The 25 percent decline is so large in part because women’s numbers are so small to start with. There’s also a phenomenon known as the glass cliff, in which women are more likely to be put in charge of failing companies. But in many ways, the reasons the number of female chief executives is falling are the same reasons there aren’t more of them in the first place.
For many years, it seemed as if the share of women at the top of corporate America would slowly increase over time. The number of women leading companies in the Fortune 500 had grown to 6.4 percent last year, a record high, from 2.6 percent a decade earlier.
After reaching an all-time high of 32 in 2017, the number of female Fortune 500 chiefs has slid back down to 24. That’s a one-year decline of 25%. The drop is due primarily to a number of powerful women leaving their corner offices. In the past year alone, more than a third of those women (12) have left their CEO jobs, including a few long-time veterans of the ranking.
As the Fortune 500 list went to print last week, Campbell Soup Co. CEO Denise Morrison announced she was retiring, effective immediately (thus, while Morrison appears on the June 2018 ranking, she is no longer in office). The company did not explain her abrupt departure and did not take questions from analysts on the matter. The 64-year-old had been at the helm since 2011; she was with the company for 15 years.
There were also some newcomers to the—far too exclusive—club this year: Ulta Beauty’s Mary Dillon, Kohl’s Michelle Gass, Yum China’s Joey Wat, and Anthem’s Gail Boudreaux. Dillon, who appeared on Fortune‘s list of Most Powerful Women for the first time last year at No. 48, has been running the cosmetics company since July 2013, though this is the first time that Ulta has appeared on the Fortune 500. The other three CEOs have been appointed in the past year.
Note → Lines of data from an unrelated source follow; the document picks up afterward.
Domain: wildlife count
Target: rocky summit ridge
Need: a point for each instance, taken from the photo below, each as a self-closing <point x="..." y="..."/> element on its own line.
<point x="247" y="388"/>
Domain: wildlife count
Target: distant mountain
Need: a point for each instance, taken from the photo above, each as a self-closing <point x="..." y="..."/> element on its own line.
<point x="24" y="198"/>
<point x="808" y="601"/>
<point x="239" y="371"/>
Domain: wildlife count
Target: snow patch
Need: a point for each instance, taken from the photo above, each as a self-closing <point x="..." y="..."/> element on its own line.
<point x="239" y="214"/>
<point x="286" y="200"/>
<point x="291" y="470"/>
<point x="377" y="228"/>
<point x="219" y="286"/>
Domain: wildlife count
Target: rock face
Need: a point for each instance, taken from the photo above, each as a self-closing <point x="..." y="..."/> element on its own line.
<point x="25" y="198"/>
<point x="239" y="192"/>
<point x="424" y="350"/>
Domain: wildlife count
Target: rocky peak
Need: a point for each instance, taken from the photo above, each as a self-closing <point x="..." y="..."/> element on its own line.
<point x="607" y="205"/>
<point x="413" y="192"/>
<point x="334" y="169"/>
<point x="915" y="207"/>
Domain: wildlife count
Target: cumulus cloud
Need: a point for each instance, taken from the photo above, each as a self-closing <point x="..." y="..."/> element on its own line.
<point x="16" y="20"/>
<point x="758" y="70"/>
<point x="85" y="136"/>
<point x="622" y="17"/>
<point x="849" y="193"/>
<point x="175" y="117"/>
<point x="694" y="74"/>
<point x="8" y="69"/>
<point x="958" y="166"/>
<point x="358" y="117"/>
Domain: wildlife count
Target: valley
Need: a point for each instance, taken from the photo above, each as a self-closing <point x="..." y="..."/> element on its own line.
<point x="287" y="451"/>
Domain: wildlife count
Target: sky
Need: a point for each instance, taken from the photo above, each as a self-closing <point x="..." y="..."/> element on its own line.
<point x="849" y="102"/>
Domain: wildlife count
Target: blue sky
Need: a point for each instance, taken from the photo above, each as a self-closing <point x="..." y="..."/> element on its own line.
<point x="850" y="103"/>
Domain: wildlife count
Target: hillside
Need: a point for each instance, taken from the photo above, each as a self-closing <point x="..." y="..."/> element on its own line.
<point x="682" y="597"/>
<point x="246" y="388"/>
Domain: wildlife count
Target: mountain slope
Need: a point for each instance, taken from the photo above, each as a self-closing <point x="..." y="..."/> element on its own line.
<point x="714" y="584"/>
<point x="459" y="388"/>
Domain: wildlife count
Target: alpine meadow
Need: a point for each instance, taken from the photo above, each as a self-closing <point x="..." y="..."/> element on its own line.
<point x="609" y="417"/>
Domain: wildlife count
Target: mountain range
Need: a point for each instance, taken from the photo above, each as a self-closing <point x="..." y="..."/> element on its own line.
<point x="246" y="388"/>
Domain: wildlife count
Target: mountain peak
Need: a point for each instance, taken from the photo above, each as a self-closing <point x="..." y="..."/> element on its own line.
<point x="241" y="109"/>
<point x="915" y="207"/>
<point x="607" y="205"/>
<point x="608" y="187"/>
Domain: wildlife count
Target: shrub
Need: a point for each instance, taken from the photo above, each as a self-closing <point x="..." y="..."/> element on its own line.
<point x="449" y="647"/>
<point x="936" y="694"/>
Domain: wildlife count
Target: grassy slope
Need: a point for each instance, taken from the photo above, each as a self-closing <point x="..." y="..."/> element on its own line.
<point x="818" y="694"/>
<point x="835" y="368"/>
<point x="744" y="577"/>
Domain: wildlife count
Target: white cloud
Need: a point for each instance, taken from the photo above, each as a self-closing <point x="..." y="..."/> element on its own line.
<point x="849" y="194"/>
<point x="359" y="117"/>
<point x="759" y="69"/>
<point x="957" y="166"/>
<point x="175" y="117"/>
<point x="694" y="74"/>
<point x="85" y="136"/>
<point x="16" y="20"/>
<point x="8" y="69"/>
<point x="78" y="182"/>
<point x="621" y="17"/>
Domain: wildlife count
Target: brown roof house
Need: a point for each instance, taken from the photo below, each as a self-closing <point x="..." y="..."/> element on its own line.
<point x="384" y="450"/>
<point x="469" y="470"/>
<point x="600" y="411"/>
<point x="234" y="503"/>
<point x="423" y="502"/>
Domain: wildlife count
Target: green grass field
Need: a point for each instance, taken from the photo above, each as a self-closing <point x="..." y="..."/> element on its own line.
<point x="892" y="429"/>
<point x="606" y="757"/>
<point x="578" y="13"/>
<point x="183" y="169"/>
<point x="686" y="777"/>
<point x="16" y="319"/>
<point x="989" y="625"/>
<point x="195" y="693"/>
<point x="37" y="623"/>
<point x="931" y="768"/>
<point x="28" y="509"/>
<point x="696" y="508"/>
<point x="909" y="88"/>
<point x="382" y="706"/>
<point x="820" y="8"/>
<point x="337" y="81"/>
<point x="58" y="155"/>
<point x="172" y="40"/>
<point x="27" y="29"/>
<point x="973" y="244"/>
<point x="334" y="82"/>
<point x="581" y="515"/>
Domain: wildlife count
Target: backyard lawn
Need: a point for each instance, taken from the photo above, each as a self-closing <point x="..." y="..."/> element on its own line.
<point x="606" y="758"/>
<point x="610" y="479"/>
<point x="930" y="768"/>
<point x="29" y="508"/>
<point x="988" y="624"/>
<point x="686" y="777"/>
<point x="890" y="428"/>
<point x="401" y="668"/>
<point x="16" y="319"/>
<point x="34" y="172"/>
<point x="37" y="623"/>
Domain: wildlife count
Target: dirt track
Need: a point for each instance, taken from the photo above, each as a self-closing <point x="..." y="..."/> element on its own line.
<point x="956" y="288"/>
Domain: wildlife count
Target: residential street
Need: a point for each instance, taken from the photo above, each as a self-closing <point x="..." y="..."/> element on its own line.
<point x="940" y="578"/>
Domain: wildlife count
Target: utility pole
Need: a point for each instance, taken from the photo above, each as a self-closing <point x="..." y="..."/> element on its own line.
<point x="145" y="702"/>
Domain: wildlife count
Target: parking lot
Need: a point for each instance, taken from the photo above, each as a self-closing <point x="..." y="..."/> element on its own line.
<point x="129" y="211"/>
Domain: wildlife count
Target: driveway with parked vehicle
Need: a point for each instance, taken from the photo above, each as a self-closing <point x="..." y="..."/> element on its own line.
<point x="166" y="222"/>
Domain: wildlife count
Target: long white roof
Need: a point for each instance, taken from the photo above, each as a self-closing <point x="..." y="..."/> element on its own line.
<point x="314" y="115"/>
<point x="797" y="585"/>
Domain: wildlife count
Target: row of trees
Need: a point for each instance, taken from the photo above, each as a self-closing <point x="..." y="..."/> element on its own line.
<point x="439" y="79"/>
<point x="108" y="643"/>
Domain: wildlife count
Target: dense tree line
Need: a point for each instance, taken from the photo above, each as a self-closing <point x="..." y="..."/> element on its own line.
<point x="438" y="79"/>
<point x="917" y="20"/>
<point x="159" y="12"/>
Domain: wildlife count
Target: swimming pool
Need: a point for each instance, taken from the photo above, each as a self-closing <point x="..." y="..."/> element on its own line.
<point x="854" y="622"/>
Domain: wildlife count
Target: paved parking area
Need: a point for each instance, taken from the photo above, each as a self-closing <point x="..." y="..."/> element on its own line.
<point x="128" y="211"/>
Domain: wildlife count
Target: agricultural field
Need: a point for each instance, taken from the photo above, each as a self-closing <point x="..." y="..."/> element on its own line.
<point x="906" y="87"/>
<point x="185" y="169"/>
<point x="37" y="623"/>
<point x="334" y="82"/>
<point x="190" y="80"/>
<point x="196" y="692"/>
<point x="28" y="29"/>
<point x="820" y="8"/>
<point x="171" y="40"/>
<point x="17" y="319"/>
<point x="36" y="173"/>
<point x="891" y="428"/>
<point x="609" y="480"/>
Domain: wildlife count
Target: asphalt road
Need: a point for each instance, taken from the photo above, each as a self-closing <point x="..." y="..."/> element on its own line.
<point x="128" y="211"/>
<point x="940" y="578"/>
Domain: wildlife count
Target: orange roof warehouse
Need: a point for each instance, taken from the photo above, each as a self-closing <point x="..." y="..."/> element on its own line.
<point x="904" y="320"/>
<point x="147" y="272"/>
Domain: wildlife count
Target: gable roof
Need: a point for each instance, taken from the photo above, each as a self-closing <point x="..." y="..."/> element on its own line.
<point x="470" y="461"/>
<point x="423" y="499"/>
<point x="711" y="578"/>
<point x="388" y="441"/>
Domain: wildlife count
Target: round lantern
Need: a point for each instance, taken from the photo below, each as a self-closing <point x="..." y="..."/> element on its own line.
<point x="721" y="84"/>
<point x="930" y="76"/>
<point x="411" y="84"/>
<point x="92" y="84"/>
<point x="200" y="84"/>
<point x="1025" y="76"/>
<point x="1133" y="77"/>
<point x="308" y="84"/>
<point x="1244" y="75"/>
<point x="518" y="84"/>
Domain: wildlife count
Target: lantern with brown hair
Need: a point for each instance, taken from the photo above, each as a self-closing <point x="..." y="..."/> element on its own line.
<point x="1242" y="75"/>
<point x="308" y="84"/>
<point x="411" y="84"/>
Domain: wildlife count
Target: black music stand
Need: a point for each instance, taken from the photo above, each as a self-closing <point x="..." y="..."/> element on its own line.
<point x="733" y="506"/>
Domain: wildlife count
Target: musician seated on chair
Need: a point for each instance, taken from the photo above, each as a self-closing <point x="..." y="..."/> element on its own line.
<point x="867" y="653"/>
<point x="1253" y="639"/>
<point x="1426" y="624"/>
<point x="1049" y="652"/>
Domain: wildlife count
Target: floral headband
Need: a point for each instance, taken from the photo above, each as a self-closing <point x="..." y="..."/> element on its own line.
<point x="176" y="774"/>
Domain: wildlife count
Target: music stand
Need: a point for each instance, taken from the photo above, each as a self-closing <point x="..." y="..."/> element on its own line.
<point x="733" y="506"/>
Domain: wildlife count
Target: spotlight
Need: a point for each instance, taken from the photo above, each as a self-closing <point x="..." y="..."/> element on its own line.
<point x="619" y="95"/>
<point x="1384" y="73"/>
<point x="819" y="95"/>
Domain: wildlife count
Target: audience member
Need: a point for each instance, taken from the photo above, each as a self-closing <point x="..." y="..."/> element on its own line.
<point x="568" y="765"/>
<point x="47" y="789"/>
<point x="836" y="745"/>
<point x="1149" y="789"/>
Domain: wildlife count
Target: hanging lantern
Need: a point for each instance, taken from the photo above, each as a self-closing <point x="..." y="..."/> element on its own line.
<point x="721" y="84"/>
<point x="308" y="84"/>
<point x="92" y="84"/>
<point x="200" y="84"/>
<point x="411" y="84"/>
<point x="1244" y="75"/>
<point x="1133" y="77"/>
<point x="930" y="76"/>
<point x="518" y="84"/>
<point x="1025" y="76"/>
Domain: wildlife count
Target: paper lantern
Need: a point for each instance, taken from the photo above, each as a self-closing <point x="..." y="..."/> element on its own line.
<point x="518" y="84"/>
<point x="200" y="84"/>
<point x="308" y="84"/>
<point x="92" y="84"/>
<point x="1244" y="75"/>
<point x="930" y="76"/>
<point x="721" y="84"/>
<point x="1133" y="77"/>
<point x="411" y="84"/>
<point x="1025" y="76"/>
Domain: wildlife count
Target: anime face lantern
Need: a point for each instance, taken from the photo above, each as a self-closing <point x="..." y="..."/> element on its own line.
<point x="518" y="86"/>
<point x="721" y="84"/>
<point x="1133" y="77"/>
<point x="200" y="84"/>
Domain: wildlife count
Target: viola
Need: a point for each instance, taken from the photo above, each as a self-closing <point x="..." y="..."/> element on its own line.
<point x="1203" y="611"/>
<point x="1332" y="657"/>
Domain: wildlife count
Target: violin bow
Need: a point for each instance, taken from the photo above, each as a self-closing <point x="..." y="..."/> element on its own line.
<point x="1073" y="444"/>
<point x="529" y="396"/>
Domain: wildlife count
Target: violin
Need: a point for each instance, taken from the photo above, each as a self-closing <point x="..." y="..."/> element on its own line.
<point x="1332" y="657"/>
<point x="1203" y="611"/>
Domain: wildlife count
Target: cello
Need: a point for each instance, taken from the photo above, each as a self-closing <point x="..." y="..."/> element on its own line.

Women in business start out equal to men in terms of jobs and pay. But at each level, they disappear. Only 22 percent of senior vice presidents are women. And of those, just 21 percent have roles related to generating revenue, which generally lead to C-level jobs, according to the annual Women in the Workplace study by Lean In and McKinsey. The drop-off starts with the first promotion to management: Women are 18 percent less likely to be promoted to manager than their male peers.
“Men and women are all going into high-powered jobs,” said Robin Ely, a professor at Harvard Business School and chairwoman of its gender initiative. “The question is what happens to them down the road, and that’s a messy story. People say they’re opting out, they want work-life balance, but we know from a lot of research that it’s not as simple as that. They’re not given opportunities.”